Gloucester Pharmaceuticals is a biopharmaceutical company focused on developing cancer therapeutics, specifically targeting hematological malignancies. Owned by Celgene, the company specializes in acquiring clinical-stage oncology drug candidates and advancing them through regulatory approval and commercialization. Its primary compound, romidepsin, is a late-stage drug candidate classified as a histone deacetylase (HDAC) inhibitor. Romidepsin has demonstrated potential efficacy for various hematological cancers, including cutaneous T-cell lymphoma, peripheral T-cell lymphoma, and multiple myeloma. Gloucester retains worldwide exclusive rights to romidepsin, which has shown promise as a potent inhibitor of several classes of HDACs, thus positioning the company as a significant player in the oncology therapeutic landscape.

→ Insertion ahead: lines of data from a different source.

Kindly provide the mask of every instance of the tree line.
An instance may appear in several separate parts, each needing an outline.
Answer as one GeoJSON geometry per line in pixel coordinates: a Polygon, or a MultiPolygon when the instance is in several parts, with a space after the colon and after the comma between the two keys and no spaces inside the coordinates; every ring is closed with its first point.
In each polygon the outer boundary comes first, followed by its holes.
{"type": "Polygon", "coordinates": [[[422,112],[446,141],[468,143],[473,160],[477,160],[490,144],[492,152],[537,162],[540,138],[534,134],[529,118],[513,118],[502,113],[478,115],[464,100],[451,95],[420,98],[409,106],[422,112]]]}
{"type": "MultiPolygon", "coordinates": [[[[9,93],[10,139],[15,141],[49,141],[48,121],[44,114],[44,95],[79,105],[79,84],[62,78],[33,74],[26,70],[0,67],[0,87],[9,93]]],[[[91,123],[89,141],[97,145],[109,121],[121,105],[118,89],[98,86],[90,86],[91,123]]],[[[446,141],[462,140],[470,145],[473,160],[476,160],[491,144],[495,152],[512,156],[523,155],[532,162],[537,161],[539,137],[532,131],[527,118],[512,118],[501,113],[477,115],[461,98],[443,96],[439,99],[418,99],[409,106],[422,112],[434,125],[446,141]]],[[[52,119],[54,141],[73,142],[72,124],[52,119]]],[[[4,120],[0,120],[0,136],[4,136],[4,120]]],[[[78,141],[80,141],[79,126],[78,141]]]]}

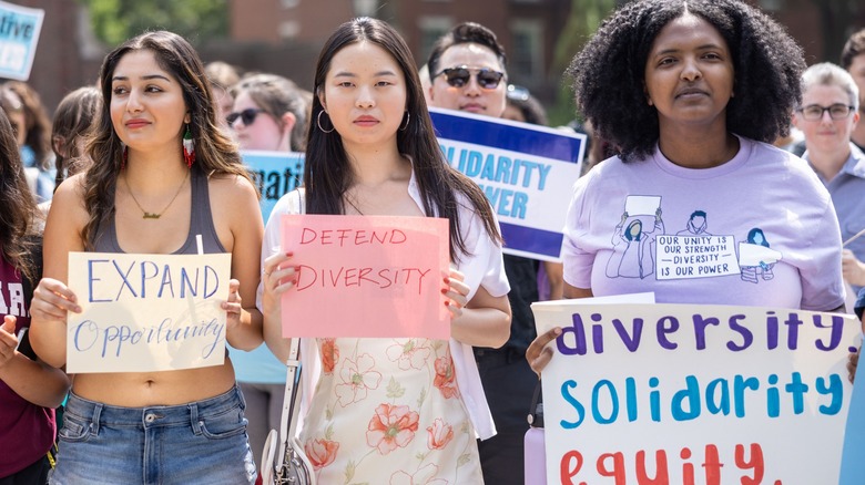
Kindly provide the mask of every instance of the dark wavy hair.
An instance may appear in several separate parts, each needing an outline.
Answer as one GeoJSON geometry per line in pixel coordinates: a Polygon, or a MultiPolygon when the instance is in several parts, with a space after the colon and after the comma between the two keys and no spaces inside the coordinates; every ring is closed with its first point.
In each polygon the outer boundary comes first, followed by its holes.
{"type": "MultiPolygon", "coordinates": [[[[457,193],[464,194],[471,209],[480,215],[487,234],[495,240],[501,240],[492,209],[480,188],[468,177],[448,165],[436,140],[432,122],[429,118],[424,100],[420,79],[415,61],[405,40],[384,21],[359,18],[343,23],[325,43],[315,69],[315,96],[309,120],[315,123],[324,112],[318,97],[324,92],[330,61],[344,48],[372,42],[394,58],[406,80],[406,110],[410,122],[406,130],[397,132],[399,153],[411,157],[418,189],[424,200],[427,217],[438,216],[450,221],[450,258],[467,255],[468,248],[459,231],[459,207],[457,193]]],[[[306,211],[308,214],[345,214],[343,194],[353,182],[348,155],[343,146],[339,133],[325,133],[317,126],[311,126],[306,143],[306,166],[304,186],[306,187],[306,211]]]]}
{"type": "Polygon", "coordinates": [[[865,54],[865,29],[858,30],[847,39],[841,50],[841,66],[849,70],[853,58],[865,54]]]}
{"type": "Polygon", "coordinates": [[[22,81],[7,81],[3,87],[13,92],[24,110],[23,126],[24,145],[33,151],[35,166],[47,169],[50,166],[51,154],[51,118],[48,116],[45,106],[39,93],[29,84],[22,81]]]}
{"type": "Polygon", "coordinates": [[[736,95],[726,105],[727,131],[766,143],[790,133],[805,62],[780,24],[737,0],[639,0],[606,19],[568,69],[579,111],[624,161],[654,151],[659,122],[645,102],[645,62],[661,29],[685,13],[714,25],[730,49],[736,95]]]}
{"type": "Polygon", "coordinates": [[[89,159],[82,156],[78,142],[92,128],[101,104],[102,94],[99,89],[82,86],[63,96],[54,110],[51,148],[54,151],[57,185],[90,166],[89,159]]]}
{"type": "MultiPolygon", "coordinates": [[[[88,249],[92,249],[100,228],[105,227],[104,223],[114,215],[114,193],[123,164],[123,143],[111,122],[112,78],[120,60],[135,51],[152,51],[160,68],[176,79],[183,90],[183,101],[191,120],[189,126],[195,143],[195,164],[192,169],[207,175],[237,175],[252,184],[250,173],[241,162],[237,145],[216,124],[213,94],[199,53],[175,33],[164,30],[144,32],[109,52],[100,69],[102,109],[85,149],[93,161],[84,179],[84,205],[90,220],[81,237],[88,249]]],[[[177,136],[177,163],[182,163],[180,133],[177,136]]]]}
{"type": "Polygon", "coordinates": [[[30,281],[37,281],[40,211],[27,184],[12,124],[3,110],[0,110],[0,250],[13,268],[30,281]]]}
{"type": "Polygon", "coordinates": [[[429,58],[427,59],[427,69],[429,70],[429,79],[435,80],[439,74],[438,61],[441,55],[448,49],[459,44],[479,44],[491,50],[501,64],[501,69],[508,63],[508,56],[505,55],[505,48],[499,43],[496,33],[480,23],[464,22],[459,25],[450,29],[446,34],[438,38],[432,50],[429,51],[429,58]]]}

Ferrokin Biosciences Inc. develops and markets medical devices. The company offers iron chelator for the treatment of iron-overload in patients with transfusion-dependent hereditary and acquired refractory anemias. The company is based in San Carlos, California.

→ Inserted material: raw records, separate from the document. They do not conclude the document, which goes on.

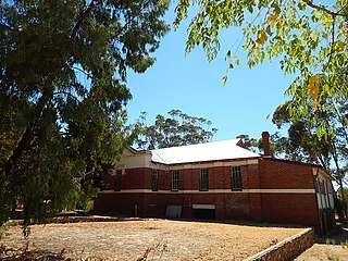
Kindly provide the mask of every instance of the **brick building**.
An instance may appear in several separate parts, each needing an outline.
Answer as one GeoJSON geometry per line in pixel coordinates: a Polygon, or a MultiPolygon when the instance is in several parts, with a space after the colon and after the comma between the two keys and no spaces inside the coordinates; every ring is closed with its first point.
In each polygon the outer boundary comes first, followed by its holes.
{"type": "Polygon", "coordinates": [[[315,164],[244,148],[240,139],[150,151],[128,149],[96,211],[122,215],[299,224],[325,233],[333,224],[332,177],[315,164]]]}

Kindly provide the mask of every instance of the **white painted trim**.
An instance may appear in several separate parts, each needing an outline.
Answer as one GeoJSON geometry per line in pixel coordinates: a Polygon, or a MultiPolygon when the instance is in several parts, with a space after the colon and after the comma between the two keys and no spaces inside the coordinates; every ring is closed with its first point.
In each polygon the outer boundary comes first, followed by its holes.
{"type": "Polygon", "coordinates": [[[215,209],[215,204],[192,204],[192,209],[215,209]]]}
{"type": "Polygon", "coordinates": [[[315,194],[314,189],[243,189],[243,190],[231,190],[231,189],[210,189],[208,191],[199,190],[158,190],[152,191],[151,189],[122,189],[121,191],[103,190],[101,194],[315,194]]]}

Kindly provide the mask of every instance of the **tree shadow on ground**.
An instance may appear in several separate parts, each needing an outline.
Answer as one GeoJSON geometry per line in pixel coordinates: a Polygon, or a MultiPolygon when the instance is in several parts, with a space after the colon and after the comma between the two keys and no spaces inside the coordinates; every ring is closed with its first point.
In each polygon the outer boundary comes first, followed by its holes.
{"type": "Polygon", "coordinates": [[[345,245],[348,247],[348,225],[337,224],[330,235],[316,238],[318,244],[345,245]]]}

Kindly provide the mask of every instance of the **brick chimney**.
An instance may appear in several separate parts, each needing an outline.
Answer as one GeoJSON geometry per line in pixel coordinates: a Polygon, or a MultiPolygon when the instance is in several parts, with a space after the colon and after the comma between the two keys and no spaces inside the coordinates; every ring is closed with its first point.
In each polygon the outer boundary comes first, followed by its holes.
{"type": "Polygon", "coordinates": [[[262,132],[262,148],[263,148],[263,156],[266,158],[271,158],[272,152],[271,152],[271,146],[270,146],[269,132],[262,132]]]}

Pharmion is a global biotech company that is dedicated to the hematology and oncology communities. We work in partnership with a network of scientific and clinical advisors to identify and develop products for global hematology and oncology markets. To expand each product's potential, we have established our own regulatory, development and sales and marketing organizations in the United States, Europe, and Australia, and we have developed a third-party distributor network to serve the hematology and oncology markets in 20 additional countries throughout the Middle East, Asia, and Latin America. The global capabilities within our sales, marketing and distribution organization distinguishes us from other companies of a similar size. With our international network we can reach physicians and their patients in more than 30 countries. With proven development and regulatory professionals and an experienced global commercialization team, we concentrate our resources on licensing, developing, and commercializing therapeutic products for the treatment of hematology and oncology patients. Through these efforts, we seek to provide greater therapeutic options to hematologists and oncologists with the ultimate goal of extending survival and improving patients’ quality of life.

Cylene Pharmaceuticals, Inc. is a biotechnology company focused on the discovery, development, and commercialization of small molecule drugs that specifically target the nucleolus to combat cancer. The company specializes in nucleolus targeting agents, which are designed for treating carcinoid/neuroendocrine tumors and pediatric brain tumors, as well as serine/threonine protein kinase inhibitors. Cylene is committed to developing first-in-class targeted agents that activate p53 through a non-genotoxic pathway, thus enhancing treatment outcomes for various cancer types. Additionally, the company offers pre-clinical stage oral drug candidates. Founded in 1997 and based in San Diego, California, Cylene Pharmaceuticals continues to advance its innovative approaches in cancer therapy.

Anthrogenesis, based in Cedar Knolls, New Jersey, is a biotherapeutics company that has developed proprietary methods for collecting, processing and storing stem cells and other valuable biomaterials derived from human placental tissue. Anthrogenesis is focused on developing and delivering therapies using stem cells sourced from human placental tissue to treat cancers and immunological, metabolic and inflammatory diseases. Anthrogenesis has demonstrated that the human placenta is an abundant source of biotherapies, including early stage stem cells and other biomaterials for organ and tissue repair. Anthrogenesis also operates Lifebank, a state-licensed blood bank that banks stem cell transplant units derived from placental tissue and in some cases, blood from the umbilical cord that is collected immediately after birth.

Signal Pharmaceuticals is a biopharmaceutical company based in California, founded by David Anderson, Alan Lewis, Mark Carmen, and Jackie Johnson. The company specializes in the research and development of small-molecule drugs aimed at regulating the expression of genes associated with various diseases. In 2009, Signal Pharmaceuticals was acquired by Celgene, broadening its impact in the biopharmaceutical sector.